Wednesday, 4 January 2017

The giver and the receiver

Four stories by Karen Blixen/Isak Dinesen

Re-reading after some years: Shadows on the Grass, published in the 60s (Penguin).  The cover illustration is an oil painting by Blixen, of a Somali child  who was one of her servants in Kenya. She came to realise that he was a mathematical genius. When he begged to be to sent to school, she 'scraped the money together', She also bought him a typewriter when he asked for it. Many years later, he wrote to thank her and explained that  the typewriter gave him a significant advantage when he applied for jobs. He became a judge.

She wrote in English, a foreign language for her. Are writers for whom English is not the mother tongue more free to write in unusual ways ? (Thinking of the Pakistani/British writer Nadeem Aslam, for instance.)

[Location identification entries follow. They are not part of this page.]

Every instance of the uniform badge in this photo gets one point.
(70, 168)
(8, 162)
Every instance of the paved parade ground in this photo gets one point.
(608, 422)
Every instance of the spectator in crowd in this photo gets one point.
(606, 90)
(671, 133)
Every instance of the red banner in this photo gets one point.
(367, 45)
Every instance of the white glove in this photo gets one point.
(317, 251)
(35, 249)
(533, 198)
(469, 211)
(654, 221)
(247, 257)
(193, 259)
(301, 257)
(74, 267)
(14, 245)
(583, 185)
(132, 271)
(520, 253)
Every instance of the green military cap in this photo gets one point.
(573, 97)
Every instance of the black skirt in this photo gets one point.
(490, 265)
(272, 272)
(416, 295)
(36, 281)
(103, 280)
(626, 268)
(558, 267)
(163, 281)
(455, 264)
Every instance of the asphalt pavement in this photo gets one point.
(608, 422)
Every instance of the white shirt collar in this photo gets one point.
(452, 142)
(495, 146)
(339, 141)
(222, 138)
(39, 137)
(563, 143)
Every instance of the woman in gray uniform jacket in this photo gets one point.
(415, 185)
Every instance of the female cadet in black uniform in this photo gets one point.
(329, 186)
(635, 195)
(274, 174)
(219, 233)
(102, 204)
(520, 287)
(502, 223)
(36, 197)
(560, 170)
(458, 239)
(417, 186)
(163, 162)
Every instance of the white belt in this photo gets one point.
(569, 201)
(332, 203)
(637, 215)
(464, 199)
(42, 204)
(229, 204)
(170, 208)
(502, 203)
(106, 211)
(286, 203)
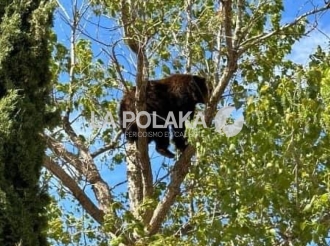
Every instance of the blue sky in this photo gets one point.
(300, 53)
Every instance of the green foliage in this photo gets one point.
(266, 186)
(24, 94)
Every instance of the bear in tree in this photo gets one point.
(174, 94)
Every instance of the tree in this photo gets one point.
(250, 189)
(24, 95)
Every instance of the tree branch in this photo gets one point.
(259, 38)
(76, 191)
(178, 174)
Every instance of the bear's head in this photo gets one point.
(202, 89)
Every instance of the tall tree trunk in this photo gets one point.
(24, 93)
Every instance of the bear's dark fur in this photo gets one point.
(179, 92)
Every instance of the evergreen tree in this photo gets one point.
(24, 93)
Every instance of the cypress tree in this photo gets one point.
(24, 93)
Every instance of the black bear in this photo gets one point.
(174, 94)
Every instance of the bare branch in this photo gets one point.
(107, 147)
(76, 191)
(100, 187)
(259, 38)
(239, 24)
(178, 174)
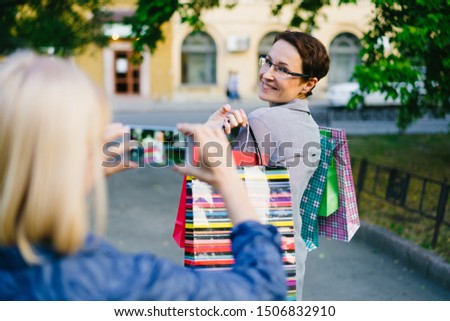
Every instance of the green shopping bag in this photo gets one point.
(330, 200)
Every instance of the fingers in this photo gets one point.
(236, 117)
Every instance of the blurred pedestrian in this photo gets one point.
(233, 86)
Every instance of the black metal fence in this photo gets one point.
(387, 113)
(424, 196)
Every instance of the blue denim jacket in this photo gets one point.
(101, 272)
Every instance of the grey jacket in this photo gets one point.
(290, 137)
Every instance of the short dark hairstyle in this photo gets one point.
(314, 55)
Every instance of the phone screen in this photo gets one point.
(157, 146)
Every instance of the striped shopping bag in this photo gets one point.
(207, 242)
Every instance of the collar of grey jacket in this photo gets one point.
(298, 105)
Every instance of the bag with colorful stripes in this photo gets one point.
(207, 226)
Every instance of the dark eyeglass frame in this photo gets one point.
(279, 68)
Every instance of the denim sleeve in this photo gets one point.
(257, 273)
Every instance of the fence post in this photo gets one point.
(443, 197)
(361, 176)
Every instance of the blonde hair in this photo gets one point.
(52, 119)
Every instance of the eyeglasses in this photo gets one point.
(279, 71)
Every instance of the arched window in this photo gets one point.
(198, 59)
(266, 43)
(344, 56)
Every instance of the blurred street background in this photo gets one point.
(161, 62)
(144, 202)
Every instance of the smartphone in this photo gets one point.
(158, 146)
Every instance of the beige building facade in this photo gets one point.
(190, 66)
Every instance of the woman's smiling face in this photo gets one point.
(280, 90)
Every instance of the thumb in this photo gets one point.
(225, 109)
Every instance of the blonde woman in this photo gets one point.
(53, 121)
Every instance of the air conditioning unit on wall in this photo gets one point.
(237, 43)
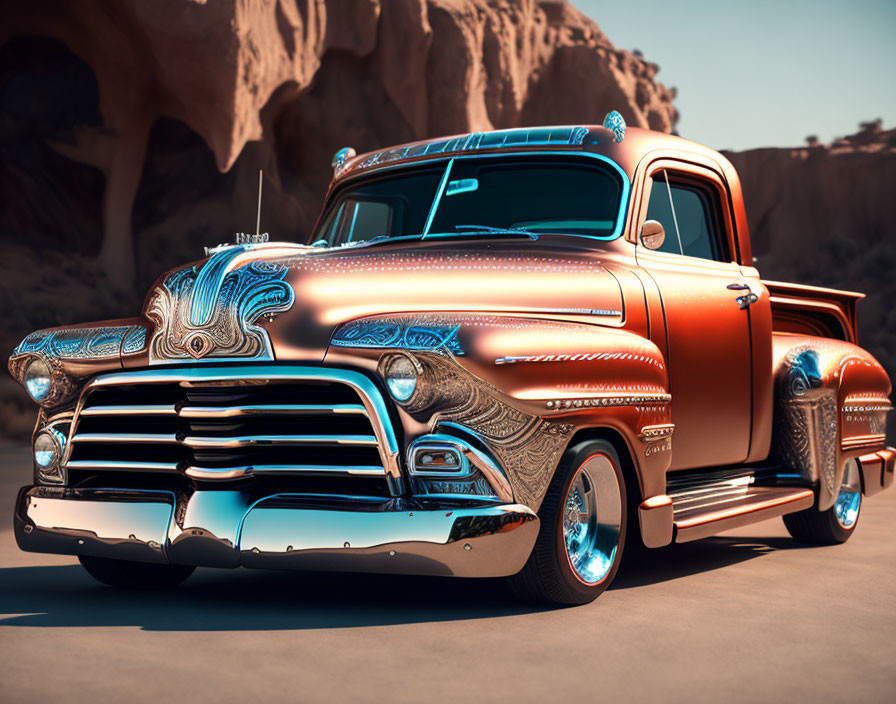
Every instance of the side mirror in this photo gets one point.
(652, 235)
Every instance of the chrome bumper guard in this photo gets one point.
(231, 529)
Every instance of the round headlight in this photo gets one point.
(38, 380)
(46, 450)
(401, 378)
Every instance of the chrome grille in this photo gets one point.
(214, 423)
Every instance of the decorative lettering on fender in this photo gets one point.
(664, 445)
(658, 438)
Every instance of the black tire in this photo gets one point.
(826, 527)
(548, 576)
(818, 527)
(134, 575)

Here are the two sentences I most loved:

The first for the way the structure represents Berkeley Cole's leisurely, round-about journey:

"On a day in the beginning of the long rains Berkeley Cole came round the farm from up-country, on his way to Nairobi." (p. 69, The Great Gesture)

Also, for being thought-provoking:'
"A gift may be named after both the giver and the receiver, and in this way my inspiration is my own, more even than anything else I possess, and is still the gift of God." (p. 96, Echoes from the Hills).

All along this book, I heard in my mind the deep longing in Meryl Streep's voice at the start of the film  Out of Africa: "I had a farm in Africa." Great acting.


I have just read Penelope Lively's How it all started, about the unexpected ways in which a person's action can affect others. Clumsy and uncharming in comparison, though Blixen does set the bar rather high.